If this motor is connected to a centrifugal pump, a fan, a chiller or other equipment, the benefits can be numerous and valuable.
A pump without a VFD operates along a ‘pump curve’ supplied by the pump manufacturer. At any given flow rate, the pump will have an associated pressure it generates. But, the system that the pump is in also has a curve-the ‘system curve’. This curve describes what pressure will be required to generate any specific flow rate through the system.
Controlling a pump by opening, restricting, and shutting valve(s), will move the operational point of the pump along the pump curve. Controlling a pump by changing its speed will move the duty along the system curve.
At Scotian Halibut we have employed VFDs on pumps with variable flow requirements since 2000. And on our heat pump since 2012. The National Research Council in Nova Scotia and Fisheries and Oceans Canada in New Brunswick both have sites using VFDs to control heat pumps for many years.
UNDERSTANDING AFFINITY LAWS
If you are not familiar with pump affinity laws, that’s ok. But to really understand the benefits of a VFD to a pumping system we have to go there. The affinity laws state relationships between speed, pressure, flow, and more for a centrifugal pump or fan.
Of primary interest is the relationship between speed and power. The affinity laws state that:
New Flow= Old Flow * (New Speed/Old Speed)
New Head= Old Head * (New Speed/Old Speed)²
New Energy Draw= Old Energy Draw * (New Speed/Old Speed) ³
The first is easy math: Half the speed results in half the flow. The second is not much harder to follow: Half the speed delivers one quarter the pressure. But the third is where the magic happens. Half the speed only uses one eighth of the energy! This is the secret primarily driving VFD application.
If you have a variable flow requirement, the VFD can save you significant percentages of energy. Typical systems that operate seasonally for example might assume only 1% operation at full capacity. Part loads may be something like 42% of time at 75% load, 45% of time at 50% load, and 12% of the energy compared to running the system at full flow.
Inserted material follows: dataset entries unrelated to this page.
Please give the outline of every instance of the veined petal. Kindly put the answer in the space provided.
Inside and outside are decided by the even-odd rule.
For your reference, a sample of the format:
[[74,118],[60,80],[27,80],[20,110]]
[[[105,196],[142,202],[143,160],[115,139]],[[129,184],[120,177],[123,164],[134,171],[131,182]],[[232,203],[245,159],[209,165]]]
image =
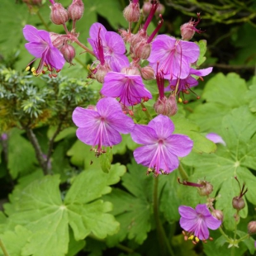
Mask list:
[[118,102],[112,97],[107,97],[99,100],[96,105],[97,111],[101,116],[107,117],[115,115],[116,112],[121,112],[121,107]]
[[56,69],[61,69],[65,64],[65,59],[57,48],[52,47],[46,53],[45,63]]
[[114,72],[121,72],[121,69],[130,65],[129,59],[125,55],[112,53],[111,55],[106,57],[106,60]]
[[199,46],[194,42],[180,40],[183,56],[186,56],[189,63],[194,63],[197,60],[200,55]]
[[197,225],[196,226],[194,234],[197,236],[201,240],[205,240],[209,238],[210,233],[209,230],[206,226],[206,222],[203,219],[197,220]]
[[134,130],[130,133],[132,140],[143,145],[151,145],[158,142],[158,137],[154,129],[142,125],[135,125]]
[[25,44],[25,47],[36,58],[41,58],[48,45],[42,43],[32,42]]
[[205,221],[207,227],[211,230],[216,230],[221,225],[221,221],[215,218],[213,216],[205,217]]
[[166,142],[168,149],[178,157],[187,155],[193,147],[193,141],[183,135],[172,135]]
[[166,116],[159,115],[149,122],[149,127],[153,128],[158,138],[166,139],[169,137],[174,130],[173,121]]
[[212,71],[212,67],[207,68],[207,69],[190,69],[190,73],[191,74],[195,74],[198,77],[204,77]]
[[[99,30],[100,30],[100,34],[99,34]],[[92,40],[97,40],[97,38],[98,37],[98,35],[100,35],[102,43],[104,41],[104,44],[105,44],[106,32],[107,32],[107,29],[102,24],[99,22],[95,22],[90,27],[89,35],[90,35],[91,39]]]
[[197,213],[192,207],[181,206],[178,207],[180,216],[185,219],[197,219]]
[[73,112],[72,119],[78,127],[93,130],[100,119],[100,115],[94,110],[77,107]]
[[184,217],[181,217],[179,220],[180,226],[187,232],[194,232],[196,230],[197,220],[197,219],[187,219]]

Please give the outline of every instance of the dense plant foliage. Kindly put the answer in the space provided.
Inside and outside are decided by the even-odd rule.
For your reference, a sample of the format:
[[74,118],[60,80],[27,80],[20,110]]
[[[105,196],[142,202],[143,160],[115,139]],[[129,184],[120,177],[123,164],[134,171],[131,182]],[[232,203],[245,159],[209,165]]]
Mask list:
[[254,254],[256,5],[160,2],[1,0],[0,255]]

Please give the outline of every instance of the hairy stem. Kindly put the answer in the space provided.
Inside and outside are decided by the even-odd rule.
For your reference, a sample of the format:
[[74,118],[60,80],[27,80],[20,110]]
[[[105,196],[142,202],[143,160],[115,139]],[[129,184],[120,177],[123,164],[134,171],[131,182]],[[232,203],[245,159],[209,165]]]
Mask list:
[[154,194],[153,194],[153,208],[154,208],[154,216],[156,225],[157,235],[159,242],[159,247],[161,249],[161,254],[174,256],[174,253],[171,248],[168,239],[167,239],[165,231],[163,228],[160,218],[159,218],[159,176],[154,178]]
[[182,178],[187,180],[188,178],[188,175],[187,172],[185,171],[185,169],[183,168],[182,164],[179,164],[178,169],[179,171],[179,173],[182,176]]
[[42,24],[45,26],[45,29],[47,31],[50,31],[50,26],[47,25],[47,23],[45,22],[45,21],[44,20],[44,18],[42,17],[42,16],[40,15],[40,13],[39,12],[36,12],[39,19],[41,21]]
[[9,256],[9,254],[8,254],[8,252],[7,251],[7,249],[6,249],[5,246],[4,246],[4,244],[2,244],[1,239],[0,239],[0,248],[1,248],[2,250],[2,253],[3,253],[3,255],[4,255],[4,256]]

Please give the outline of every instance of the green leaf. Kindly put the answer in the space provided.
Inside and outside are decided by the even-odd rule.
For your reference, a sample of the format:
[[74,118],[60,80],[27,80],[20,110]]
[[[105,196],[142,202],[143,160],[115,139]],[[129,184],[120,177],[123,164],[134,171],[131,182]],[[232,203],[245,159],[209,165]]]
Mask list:
[[100,155],[99,159],[102,171],[106,173],[108,173],[111,167],[113,155],[111,149],[107,148],[106,151],[106,153]]
[[[240,238],[244,237],[246,235],[248,235],[247,233],[240,230],[237,230],[236,233]],[[250,236],[249,238],[246,238],[245,239],[244,239],[242,242],[244,243],[250,254],[254,255],[255,253],[254,239]]]
[[[239,118],[238,118],[239,116]],[[256,168],[255,136],[256,119],[248,107],[240,107],[223,118],[222,133],[220,135],[226,142],[226,147],[219,145],[215,154],[191,154],[183,159],[186,164],[195,167],[193,178],[209,181],[214,186],[214,193],[218,192],[216,208],[224,211],[224,225],[228,230],[235,229],[233,217],[235,210],[232,199],[239,195],[239,185],[245,183],[249,187],[245,194],[249,201],[256,204],[256,178],[248,168]],[[240,211],[242,217],[247,216],[247,206]]]
[[46,176],[21,191],[13,192],[12,211],[10,211],[9,207],[6,212],[11,221],[32,232],[22,249],[24,256],[62,256],[68,252],[68,213],[61,200],[58,176]]
[[190,137],[193,140],[193,149],[195,151],[211,153],[216,150],[216,145],[198,132],[199,126],[194,122],[186,119],[183,115],[174,116],[172,120],[175,125],[174,133]]
[[[113,203],[112,213],[121,225],[117,234],[107,238],[109,246],[114,246],[126,237],[142,244],[152,227],[154,177],[146,176],[145,168],[134,160],[128,165],[128,169],[129,173],[122,178],[122,186],[129,192],[116,188],[104,197]],[[164,178],[159,177],[159,194]]]
[[200,66],[206,59],[206,58],[205,57],[205,54],[207,50],[207,41],[206,40],[201,40],[199,42],[197,43],[197,45],[200,48],[200,55],[197,62],[197,66]]
[[245,81],[238,74],[225,76],[220,73],[206,84],[201,97],[206,102],[196,107],[189,118],[200,126],[201,131],[219,133],[223,116],[233,108],[247,104],[243,97],[246,91]]
[[252,85],[245,93],[245,98],[249,102],[249,107],[252,112],[256,112],[256,77],[253,78]]
[[36,163],[31,144],[21,135],[21,131],[12,129],[8,139],[8,168],[13,178],[18,174],[31,173]]
[[90,169],[74,179],[64,203],[76,239],[84,239],[91,232],[98,238],[105,238],[118,230],[119,224],[113,216],[106,213],[111,210],[111,205],[95,200],[109,193],[109,185],[118,183],[125,171],[123,166],[116,164],[109,173],[104,173],[101,169]]
[[[21,249],[26,245],[31,234],[32,232],[24,226],[17,225],[13,231],[8,230],[1,235],[1,239],[9,255],[23,255]],[[3,255],[1,249],[0,255]]]
[[91,233],[101,239],[116,233],[119,224],[107,213],[111,211],[111,204],[97,199],[111,192],[110,185],[118,183],[125,171],[125,167],[116,164],[108,174],[101,169],[81,173],[74,179],[64,202],[56,175],[35,180],[25,187],[17,187],[5,210],[9,221],[22,225],[31,232],[22,248],[22,255],[66,255],[69,225],[76,240],[83,239]]

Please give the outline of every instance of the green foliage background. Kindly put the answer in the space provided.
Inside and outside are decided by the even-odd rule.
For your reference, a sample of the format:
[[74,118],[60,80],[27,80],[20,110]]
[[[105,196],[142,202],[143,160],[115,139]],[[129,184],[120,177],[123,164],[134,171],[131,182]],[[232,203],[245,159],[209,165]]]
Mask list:
[[[172,120],[175,133],[194,140],[192,154],[181,160],[189,181],[212,183],[216,208],[223,211],[223,229],[231,237],[235,229],[238,236],[244,236],[248,222],[256,217],[256,4],[247,2],[161,2],[166,10],[160,33],[178,37],[180,25],[201,12],[201,27],[206,31],[195,36],[201,53],[197,64],[213,66],[214,72],[195,89],[201,99],[188,95],[190,102],[178,105]],[[205,201],[196,188],[177,182],[178,177],[184,178],[178,170],[159,177],[157,220],[155,180],[134,161],[132,151],[138,145],[129,135],[98,159],[76,139],[72,111],[77,106],[95,104],[101,84],[86,78],[87,64],[92,59],[79,55],[83,50],[78,47],[76,65],[65,64],[55,79],[33,78],[24,71],[32,60],[24,47],[24,26],[63,32],[50,23],[50,4],[43,2],[31,14],[22,1],[0,1],[0,133],[8,138],[0,140],[0,239],[9,255],[172,254],[163,251],[159,225],[173,255],[254,254],[252,237],[239,248],[228,249],[219,230],[211,231],[214,241],[207,244],[183,240],[178,206],[194,207]],[[69,0],[60,2],[70,4]],[[93,22],[102,22],[111,31],[127,27],[122,9],[128,1],[83,2],[77,31],[84,44]],[[154,22],[149,31],[157,20]],[[156,97],[154,81],[146,86]],[[154,102],[145,104],[152,116]],[[148,122],[140,108],[135,113],[138,123]],[[45,175],[30,142],[31,130],[42,153],[50,156],[50,175]],[[206,140],[209,132],[221,135],[226,146]],[[234,177],[249,188],[237,227],[231,201],[239,195],[239,186]],[[1,249],[0,255],[4,255]]]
However, using a VFD would save you 75% of the energy compared to full flow.
VFDs have other advantages too. They can be used to create three phase power from a single phase supply. Or to use a motor rated for a different voltage than what you have available. Chiller compressor too big for your evaporator? A VFD can help remedy this.
Newer versions are being produced now capable of being programmed like a computer, and capable of monitoring multiple facets of a system and relaying that information to almost any monitoring or alarm system around the world.
There is another affinity law that states: New Pump Wear=Old Pump Wear (New Speed/Old Speed)²/³ As a result, the wear on a pump at half speed is one third the wear at full speed!
Before you go out and install VFDs on all pumps and fans, remember that there may be applications where they may not be helpful. For example, in a system where the flow is constant, more energy can be saved by sizing the pump to operate as its designed flow rate. Select a pump whose “best efficiency point” matches the constant flow and pressure you need.
To conclude, VFDs have a place in aquaculture where variable loads are experienced on pumps, fans, chillers, and heat pumps.